ETL Process in Data Warehouse

1.2 ETL Data Transformation Process

Data transformation is the important step in ETL process where some value addition happens. In this step changes to the data occur and we will confirm whether the data can be used for its intended purposes. Data transformation is performed in the staging area.

Data quality check

Data quality checks are run at two places - once after data extraction and another time after cleaning of data. Additional quality check is to confirm that data is as intended. A successful quality check assures that resulted data is:

  • Correct
  • Unambiguous
  • Consistent
  • Complete

ETL speed vs Data quality check

Above graph describes the paradox of ETL speed vs data quality screening. If we include more quality check then the ETL speed has to be compromised. Similarly if we need best possible ETL speed then data quality check has to be minimized.
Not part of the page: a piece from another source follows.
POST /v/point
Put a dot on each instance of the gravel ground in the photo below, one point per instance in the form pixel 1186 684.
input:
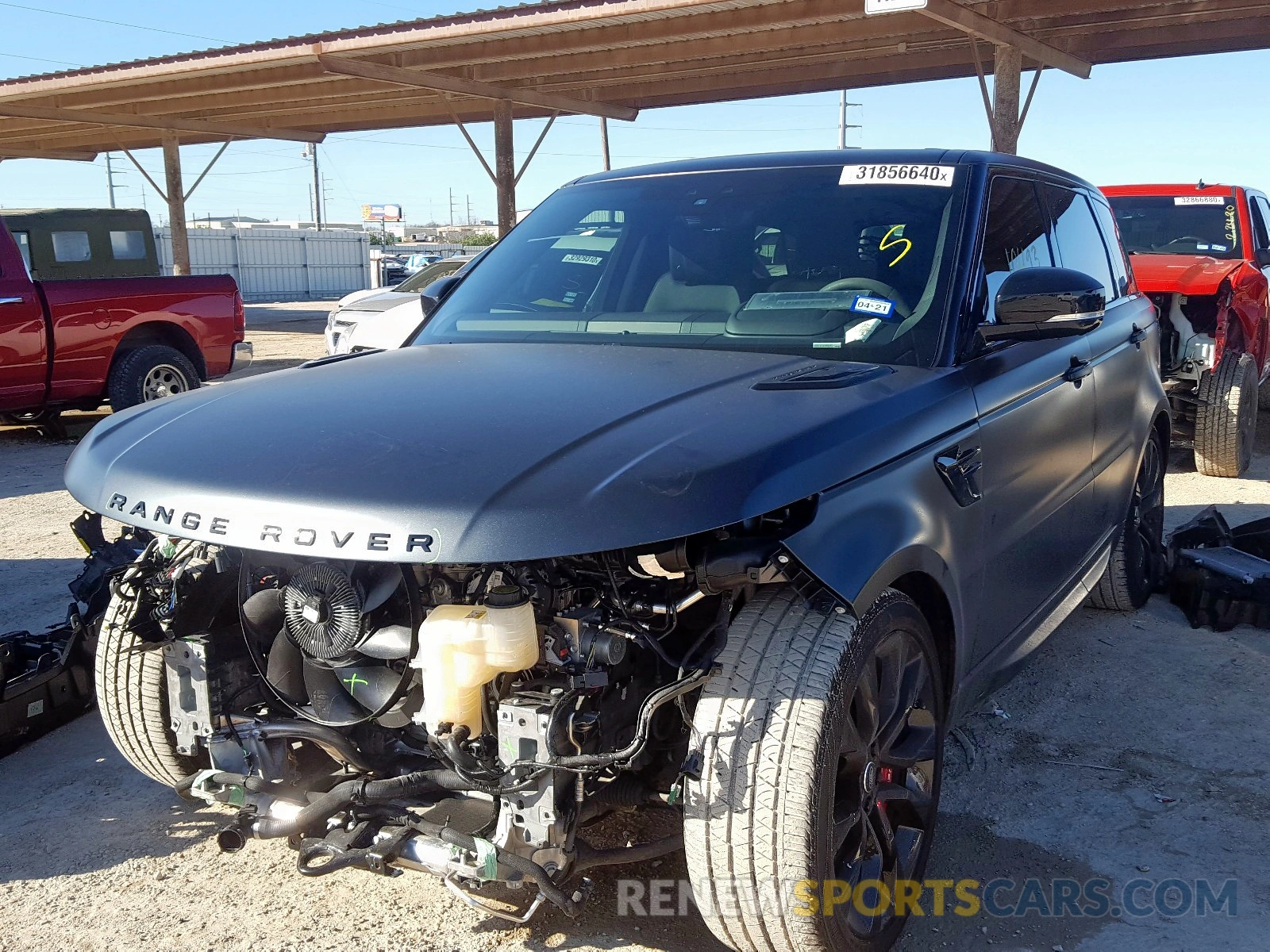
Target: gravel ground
pixel 95 857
Screening of data to achieve a desired quality contains running the staging data through multiple rules or checks. Some of those are listed below:

  • Detecting data anomaly by using record counts in tables. We may further do sampling of data for a particular column of a table.
  • Enforcing constraints on physical columns of a table. Data is verified for multiple aspects such as NOT NULL constraint, numeric values outside the boundary, invalid column lengths, invalid lookup values etc.
  • Enforcing structural constraints. We may ensure physical or logical primary and foreign keys constraints to verify referential integrity relationships.
  • Enforcing business rules. Depending on requirement, a set of business rules may be verified to confirm correctness of the data.

Data transformation workflow

 

ETL data transformation work flow

Data loaded into staging tables will be subjected to series of cleaning and confirming processes. Then the result of these processes will be used to decide next cource of action. If there are fatal errors then we may stop ETL process and fix the issues. Otherwise, we will continue to load the data to target data warehouse.